The most enjoyable and productive part of this workshop was the discussion itself. No one is really sure that this is design thinking but we do think we engaged critically and creatively with an issue to start developing an outcome intended to improved the experience in some way. We didn’t necessarily engage the questions that Fry posed in a systematic way either. Someone told me once that Chermside was a great example of social planning and urban design – I don’t see it. We do, however, hope we asserted a view that suburbs deserve better than domination by massive retail centres with community facilities struggling in peripheral and discarded sites. Such centres reproduce the problems of car domination and steal space from community by only providing conditional access to their private commercial realms in areas where the public realm is eroded. Suburban communities deserve better than the provision of services that seem to serve the commerical interests over and above the community in which they are located.
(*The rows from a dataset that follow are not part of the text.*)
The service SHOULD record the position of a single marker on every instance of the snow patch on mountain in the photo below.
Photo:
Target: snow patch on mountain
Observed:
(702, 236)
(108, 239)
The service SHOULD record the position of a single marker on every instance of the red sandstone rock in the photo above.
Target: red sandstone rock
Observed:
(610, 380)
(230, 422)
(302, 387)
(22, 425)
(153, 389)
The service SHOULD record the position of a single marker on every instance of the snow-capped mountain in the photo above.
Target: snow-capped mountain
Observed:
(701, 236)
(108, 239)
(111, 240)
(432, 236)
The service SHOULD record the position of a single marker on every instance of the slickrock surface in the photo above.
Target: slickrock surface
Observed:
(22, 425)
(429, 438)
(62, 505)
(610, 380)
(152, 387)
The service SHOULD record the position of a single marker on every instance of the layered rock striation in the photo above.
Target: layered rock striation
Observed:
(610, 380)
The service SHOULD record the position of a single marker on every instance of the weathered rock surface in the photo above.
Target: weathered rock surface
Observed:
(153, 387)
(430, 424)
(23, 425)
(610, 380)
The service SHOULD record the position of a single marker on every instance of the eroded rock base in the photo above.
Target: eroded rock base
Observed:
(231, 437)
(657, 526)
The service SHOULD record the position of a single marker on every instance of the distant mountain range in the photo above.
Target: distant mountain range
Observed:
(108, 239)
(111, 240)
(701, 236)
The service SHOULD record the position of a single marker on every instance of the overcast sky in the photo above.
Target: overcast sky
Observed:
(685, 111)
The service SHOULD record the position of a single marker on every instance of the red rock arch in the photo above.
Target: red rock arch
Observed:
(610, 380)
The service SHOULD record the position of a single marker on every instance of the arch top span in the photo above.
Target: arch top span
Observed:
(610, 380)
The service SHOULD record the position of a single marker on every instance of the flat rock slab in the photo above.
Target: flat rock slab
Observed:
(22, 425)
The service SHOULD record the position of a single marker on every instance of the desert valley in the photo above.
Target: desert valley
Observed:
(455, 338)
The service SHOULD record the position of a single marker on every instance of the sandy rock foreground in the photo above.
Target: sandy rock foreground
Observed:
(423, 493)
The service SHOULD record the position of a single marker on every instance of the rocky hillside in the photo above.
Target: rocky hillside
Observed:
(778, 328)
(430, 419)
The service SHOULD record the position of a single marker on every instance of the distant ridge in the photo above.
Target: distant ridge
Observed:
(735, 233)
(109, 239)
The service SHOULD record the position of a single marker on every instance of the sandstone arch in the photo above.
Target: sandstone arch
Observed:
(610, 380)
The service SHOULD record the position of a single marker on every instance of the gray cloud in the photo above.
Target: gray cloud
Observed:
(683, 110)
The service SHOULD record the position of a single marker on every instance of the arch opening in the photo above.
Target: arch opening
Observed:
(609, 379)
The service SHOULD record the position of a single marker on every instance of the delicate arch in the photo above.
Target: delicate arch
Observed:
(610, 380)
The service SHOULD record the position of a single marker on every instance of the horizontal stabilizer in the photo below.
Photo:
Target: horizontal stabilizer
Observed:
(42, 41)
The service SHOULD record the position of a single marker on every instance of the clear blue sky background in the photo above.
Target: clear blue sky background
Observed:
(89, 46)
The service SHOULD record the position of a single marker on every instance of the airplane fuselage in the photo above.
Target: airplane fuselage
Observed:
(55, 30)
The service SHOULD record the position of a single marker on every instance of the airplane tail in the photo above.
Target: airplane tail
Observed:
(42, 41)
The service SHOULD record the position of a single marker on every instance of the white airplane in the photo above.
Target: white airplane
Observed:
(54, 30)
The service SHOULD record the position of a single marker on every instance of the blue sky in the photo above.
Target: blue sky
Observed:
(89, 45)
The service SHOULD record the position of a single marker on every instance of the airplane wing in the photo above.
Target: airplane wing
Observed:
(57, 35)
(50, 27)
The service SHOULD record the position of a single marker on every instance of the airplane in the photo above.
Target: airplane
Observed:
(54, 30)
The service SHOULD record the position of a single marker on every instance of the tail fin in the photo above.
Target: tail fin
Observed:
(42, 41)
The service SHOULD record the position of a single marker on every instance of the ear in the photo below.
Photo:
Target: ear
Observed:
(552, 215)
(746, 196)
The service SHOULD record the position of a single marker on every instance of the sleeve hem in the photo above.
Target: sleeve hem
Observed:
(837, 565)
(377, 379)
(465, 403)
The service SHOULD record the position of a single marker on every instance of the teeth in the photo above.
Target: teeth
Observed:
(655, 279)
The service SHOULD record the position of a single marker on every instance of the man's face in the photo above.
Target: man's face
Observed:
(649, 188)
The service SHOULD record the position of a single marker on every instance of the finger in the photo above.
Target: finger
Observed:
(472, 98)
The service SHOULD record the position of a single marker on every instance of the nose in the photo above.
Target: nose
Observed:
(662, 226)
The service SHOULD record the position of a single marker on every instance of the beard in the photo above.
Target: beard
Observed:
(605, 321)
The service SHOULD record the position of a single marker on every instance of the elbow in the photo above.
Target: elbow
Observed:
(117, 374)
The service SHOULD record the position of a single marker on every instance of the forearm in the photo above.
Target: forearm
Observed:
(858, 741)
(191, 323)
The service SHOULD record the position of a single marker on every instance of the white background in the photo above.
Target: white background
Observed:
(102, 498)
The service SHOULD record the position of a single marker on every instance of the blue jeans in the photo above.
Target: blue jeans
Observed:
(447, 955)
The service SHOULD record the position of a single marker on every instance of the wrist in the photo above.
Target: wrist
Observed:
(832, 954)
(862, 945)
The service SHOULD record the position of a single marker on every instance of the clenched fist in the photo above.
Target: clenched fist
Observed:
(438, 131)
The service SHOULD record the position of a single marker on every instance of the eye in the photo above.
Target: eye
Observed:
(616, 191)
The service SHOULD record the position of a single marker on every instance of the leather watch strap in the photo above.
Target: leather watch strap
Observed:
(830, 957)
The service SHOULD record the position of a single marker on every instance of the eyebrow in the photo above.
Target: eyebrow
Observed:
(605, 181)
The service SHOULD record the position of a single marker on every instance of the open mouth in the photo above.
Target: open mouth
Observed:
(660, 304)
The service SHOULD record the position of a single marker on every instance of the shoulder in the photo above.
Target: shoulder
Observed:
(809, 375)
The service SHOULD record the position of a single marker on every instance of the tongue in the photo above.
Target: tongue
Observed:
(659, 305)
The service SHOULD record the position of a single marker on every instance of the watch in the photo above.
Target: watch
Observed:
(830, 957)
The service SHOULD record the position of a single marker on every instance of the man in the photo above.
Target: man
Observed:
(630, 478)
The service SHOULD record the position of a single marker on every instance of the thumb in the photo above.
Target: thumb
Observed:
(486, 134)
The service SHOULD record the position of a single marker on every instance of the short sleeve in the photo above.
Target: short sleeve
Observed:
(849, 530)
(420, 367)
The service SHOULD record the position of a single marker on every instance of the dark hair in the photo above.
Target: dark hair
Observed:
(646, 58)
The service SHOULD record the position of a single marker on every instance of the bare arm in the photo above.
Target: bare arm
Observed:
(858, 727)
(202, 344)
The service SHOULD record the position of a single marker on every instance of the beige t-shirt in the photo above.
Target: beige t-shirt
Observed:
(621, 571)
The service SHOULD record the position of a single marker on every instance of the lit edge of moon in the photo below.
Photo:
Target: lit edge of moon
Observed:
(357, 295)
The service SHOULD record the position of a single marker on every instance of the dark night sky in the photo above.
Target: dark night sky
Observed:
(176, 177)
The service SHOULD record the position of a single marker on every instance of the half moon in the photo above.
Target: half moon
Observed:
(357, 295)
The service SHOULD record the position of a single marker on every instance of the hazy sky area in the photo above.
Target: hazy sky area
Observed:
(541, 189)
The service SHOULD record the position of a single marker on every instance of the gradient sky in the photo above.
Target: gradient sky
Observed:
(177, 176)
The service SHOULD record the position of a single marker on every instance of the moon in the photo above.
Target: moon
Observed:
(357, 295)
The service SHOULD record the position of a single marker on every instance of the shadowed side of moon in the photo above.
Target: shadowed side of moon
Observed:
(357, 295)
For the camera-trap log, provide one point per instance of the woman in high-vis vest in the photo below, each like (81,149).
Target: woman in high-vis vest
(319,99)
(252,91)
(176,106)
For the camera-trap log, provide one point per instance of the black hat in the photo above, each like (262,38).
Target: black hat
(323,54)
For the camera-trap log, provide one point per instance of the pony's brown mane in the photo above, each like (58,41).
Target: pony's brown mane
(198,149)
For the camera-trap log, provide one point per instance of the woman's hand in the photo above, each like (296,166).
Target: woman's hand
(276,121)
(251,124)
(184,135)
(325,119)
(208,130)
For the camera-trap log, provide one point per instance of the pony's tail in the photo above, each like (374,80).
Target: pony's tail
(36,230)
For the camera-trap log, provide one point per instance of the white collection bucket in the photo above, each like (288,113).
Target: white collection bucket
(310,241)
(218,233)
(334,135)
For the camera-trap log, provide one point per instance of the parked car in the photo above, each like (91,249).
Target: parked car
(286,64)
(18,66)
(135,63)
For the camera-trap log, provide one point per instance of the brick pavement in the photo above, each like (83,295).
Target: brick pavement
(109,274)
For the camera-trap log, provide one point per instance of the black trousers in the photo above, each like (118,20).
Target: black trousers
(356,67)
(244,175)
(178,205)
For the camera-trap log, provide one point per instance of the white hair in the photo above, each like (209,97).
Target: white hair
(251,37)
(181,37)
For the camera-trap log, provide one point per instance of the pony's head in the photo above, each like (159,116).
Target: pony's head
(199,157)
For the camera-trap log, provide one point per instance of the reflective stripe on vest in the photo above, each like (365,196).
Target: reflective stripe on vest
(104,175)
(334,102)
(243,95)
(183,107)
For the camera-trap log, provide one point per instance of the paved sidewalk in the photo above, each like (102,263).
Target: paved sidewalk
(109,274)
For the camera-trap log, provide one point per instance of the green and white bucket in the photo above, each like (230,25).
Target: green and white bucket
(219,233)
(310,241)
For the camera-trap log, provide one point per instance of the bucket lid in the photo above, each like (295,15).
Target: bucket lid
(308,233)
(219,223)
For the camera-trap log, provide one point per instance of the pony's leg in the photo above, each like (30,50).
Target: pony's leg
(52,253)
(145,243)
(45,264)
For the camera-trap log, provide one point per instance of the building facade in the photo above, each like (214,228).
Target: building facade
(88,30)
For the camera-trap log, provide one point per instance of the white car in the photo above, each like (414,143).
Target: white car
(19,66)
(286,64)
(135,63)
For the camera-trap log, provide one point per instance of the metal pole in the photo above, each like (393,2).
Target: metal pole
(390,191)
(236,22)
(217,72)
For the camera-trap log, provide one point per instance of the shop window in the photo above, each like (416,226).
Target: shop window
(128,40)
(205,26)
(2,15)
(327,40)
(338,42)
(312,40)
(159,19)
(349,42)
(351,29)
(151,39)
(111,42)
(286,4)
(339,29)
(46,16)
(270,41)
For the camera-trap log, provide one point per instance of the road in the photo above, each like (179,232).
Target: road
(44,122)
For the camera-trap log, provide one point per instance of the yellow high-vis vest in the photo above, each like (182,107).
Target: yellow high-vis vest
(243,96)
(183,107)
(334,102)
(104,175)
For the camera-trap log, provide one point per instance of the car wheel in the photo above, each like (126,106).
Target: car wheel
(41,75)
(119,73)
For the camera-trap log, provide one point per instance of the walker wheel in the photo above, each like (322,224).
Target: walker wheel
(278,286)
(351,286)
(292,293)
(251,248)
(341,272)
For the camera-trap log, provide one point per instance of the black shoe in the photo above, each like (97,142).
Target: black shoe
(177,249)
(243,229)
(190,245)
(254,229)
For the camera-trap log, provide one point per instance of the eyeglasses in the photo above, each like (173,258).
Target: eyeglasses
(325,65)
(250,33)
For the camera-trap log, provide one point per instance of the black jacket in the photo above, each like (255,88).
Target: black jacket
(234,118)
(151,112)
Since completing the workshop, I have read a handful of articles addressing issues of transport, suburban communities and poverty:

While these articles refer to the American context, they bear a warning for us in this country, especially as suburban and exurban communities continue to expand and bear the brunt of transport and planning lags and gaps. Worse still, the city-centrism that continues to prevail in urban and service planning – it’s an ‘attitude’ that reproduces and upholds the idea that people in outlying areas can access services if those services are situated on centrally located transport hubs. This puts a mobility imperative and burden on those who live further out from the city.